Domestikation - der Mensch macht sich die Erde untertan

Im "Fruchtbaren Halbmond" in Südwestasien werden die Menschen vor etwa 11.000 Jahren sesshaft. Sie kultivieren Pflanzen und halten Wildtiere gefangen. Sie beginnen mit der Viehzucht und setzen die natürliche Selektion außer Kraft. Das durch Zucht veränderte Tier gilt fortan als Gegenstand, mit dem der Mensch nach Gutdünken schalten und walten kann. Das Tier dient unter anderem als Nahrungsquelle, hilft bei der Feldarbeit, ermöglicht neue Kriegsmethoden und transportiert Waren. Es wirkt damit - ungefragt - als Kulturstifter.

Das Tier als "Sache"

In den Agrargesellschaften bilden Mensch und Tier bis weit in die Neuzeit eine Gemeinschaft und wohnen nicht selten unter einem Dach. Das Töten von Tieren gehört zur Alltagserfahrung der Menschen. Vielleicht abgesehen vom Faible eines Adeligen für sein Reitpferd oder seinen Jagdhund ist die emotionale Tierliebe weitgehend unbekannt.

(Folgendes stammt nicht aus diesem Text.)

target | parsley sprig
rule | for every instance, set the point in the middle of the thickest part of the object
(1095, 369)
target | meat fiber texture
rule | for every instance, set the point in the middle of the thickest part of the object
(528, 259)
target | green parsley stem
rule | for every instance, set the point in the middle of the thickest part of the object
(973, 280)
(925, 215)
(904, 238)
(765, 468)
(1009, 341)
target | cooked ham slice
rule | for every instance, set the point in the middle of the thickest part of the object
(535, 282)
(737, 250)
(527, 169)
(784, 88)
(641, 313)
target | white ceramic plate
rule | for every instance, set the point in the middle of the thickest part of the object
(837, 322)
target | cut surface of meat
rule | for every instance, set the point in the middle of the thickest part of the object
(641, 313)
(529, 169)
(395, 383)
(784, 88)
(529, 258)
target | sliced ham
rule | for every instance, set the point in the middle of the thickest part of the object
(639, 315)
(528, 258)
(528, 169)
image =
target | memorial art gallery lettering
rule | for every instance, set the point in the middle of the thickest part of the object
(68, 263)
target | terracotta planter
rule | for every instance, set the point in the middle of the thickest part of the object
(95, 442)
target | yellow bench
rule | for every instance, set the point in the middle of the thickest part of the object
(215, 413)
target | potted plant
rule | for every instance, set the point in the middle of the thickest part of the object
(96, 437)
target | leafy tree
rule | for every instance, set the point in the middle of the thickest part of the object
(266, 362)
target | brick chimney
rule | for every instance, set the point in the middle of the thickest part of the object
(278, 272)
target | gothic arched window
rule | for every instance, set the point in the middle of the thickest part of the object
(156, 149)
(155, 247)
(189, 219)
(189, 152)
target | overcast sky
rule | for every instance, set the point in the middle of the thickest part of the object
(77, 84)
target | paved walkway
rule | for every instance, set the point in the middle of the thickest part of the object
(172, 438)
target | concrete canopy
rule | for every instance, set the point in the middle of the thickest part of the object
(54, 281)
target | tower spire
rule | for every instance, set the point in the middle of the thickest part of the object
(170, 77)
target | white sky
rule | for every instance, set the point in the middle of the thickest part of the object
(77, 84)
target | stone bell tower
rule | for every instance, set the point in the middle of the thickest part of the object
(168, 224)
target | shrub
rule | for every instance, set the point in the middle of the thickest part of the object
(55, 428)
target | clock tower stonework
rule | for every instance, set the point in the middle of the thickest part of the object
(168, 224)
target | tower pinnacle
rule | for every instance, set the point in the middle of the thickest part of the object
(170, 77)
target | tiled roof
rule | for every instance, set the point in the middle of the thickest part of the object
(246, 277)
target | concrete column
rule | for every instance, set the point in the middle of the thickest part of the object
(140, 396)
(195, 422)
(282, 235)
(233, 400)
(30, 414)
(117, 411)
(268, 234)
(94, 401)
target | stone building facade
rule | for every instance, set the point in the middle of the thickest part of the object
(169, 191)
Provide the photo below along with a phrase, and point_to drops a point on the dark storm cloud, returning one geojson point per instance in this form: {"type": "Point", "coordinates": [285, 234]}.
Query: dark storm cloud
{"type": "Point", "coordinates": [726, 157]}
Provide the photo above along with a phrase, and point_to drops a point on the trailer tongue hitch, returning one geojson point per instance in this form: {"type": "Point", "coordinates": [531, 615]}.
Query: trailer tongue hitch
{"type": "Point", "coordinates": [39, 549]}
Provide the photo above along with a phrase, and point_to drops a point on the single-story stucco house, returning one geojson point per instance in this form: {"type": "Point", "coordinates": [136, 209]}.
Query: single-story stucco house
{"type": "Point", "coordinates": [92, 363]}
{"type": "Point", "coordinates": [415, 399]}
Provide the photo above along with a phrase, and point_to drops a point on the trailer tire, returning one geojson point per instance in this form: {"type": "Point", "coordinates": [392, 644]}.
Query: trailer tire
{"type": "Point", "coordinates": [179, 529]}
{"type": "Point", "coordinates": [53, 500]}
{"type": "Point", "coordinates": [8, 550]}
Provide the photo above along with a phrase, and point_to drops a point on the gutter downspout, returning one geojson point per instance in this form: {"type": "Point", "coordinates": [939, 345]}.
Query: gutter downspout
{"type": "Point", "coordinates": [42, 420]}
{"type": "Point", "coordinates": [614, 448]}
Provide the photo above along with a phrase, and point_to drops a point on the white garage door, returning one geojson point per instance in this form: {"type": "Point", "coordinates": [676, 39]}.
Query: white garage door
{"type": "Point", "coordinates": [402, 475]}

Philosophen wie René Descartes (1596-1660) oder Immanuel Kant (1724-1804) sehen Tiere als "seelenlose Automaten" beziehungsweise "Sachen". Immerhin erkennt der Naturforscher Charles Darwin (1809-1882), dass Tiere über "Empfindungen und Fähigkeiten" wie Liebe und Gedächtnis verfügen.

Geliebtes Haustier - missachtetes Nutztier

Im Zuge der Industriellen Revolution entfremdet sich der Mensch, eingebunden in eine immer perfektere Arbeitsteilung, mehr und mehr von der Natur. Die Nutztiere verschwinden aus dem Stadtbild. Großschlachthöfe und mechanische Tierverwertung erweitern die Distanz der Menschen zum Produktionsprozess.

Doch während in den Großstädten die Verbindung zum ländlichen Leben mehr und mehr gekappt wird, entwickelt das Bürgertum eine romantisch-verklärte Sicht auf Tiere und holt sie - meist Vögel und Hunde - in die urbane Gesellschaft zurück.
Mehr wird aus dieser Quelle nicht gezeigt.